Confira a nota da CNA na íntegra:
“A CNA vê, com muita preocupação, o julgamento do Supremo Tribunal Federal (STF) sobre o marco temporal para a demarcação de terras indígenas.
A análise dos ministros modificou a jurisprudência até então consolidada da Suprema Corte sobre o tema.
A revisão dessa jurisprudência trará consequências drásticas para a atividade agropecuária e para as relações sociais, instalando um estado de permanente insegurança jurídica para toda a sociedade brasileira, incluindo nesse rol milhares de produtores rurais em todo o País.

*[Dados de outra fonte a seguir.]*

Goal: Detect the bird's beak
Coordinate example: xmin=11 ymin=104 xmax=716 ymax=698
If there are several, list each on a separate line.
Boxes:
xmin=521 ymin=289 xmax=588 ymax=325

O fim do marco temporal pode expropriar milhares de famílias no campo, que há séculos ocupam suas terras, passando por várias gerações, que estão na rotina diária para garantir o alimento que chega à mesa da população brasileira e mundial.
Temos a confiança de que o Congresso Nacional, assumindo a sua responsabilidade histórica e institucional de legislar, dará concretude à Constituição, conformando os direitos envolvidos e aprovando o Projeto de Lei nº 2.903/2023, em trâmite no Senado Federal, reestabelecendo a segurança jurídica e assegurando a paz social.
Confederação da Agricultura e Pecuária do Brasil (CNA)
Brasília, 21 de setembro de 2023.”.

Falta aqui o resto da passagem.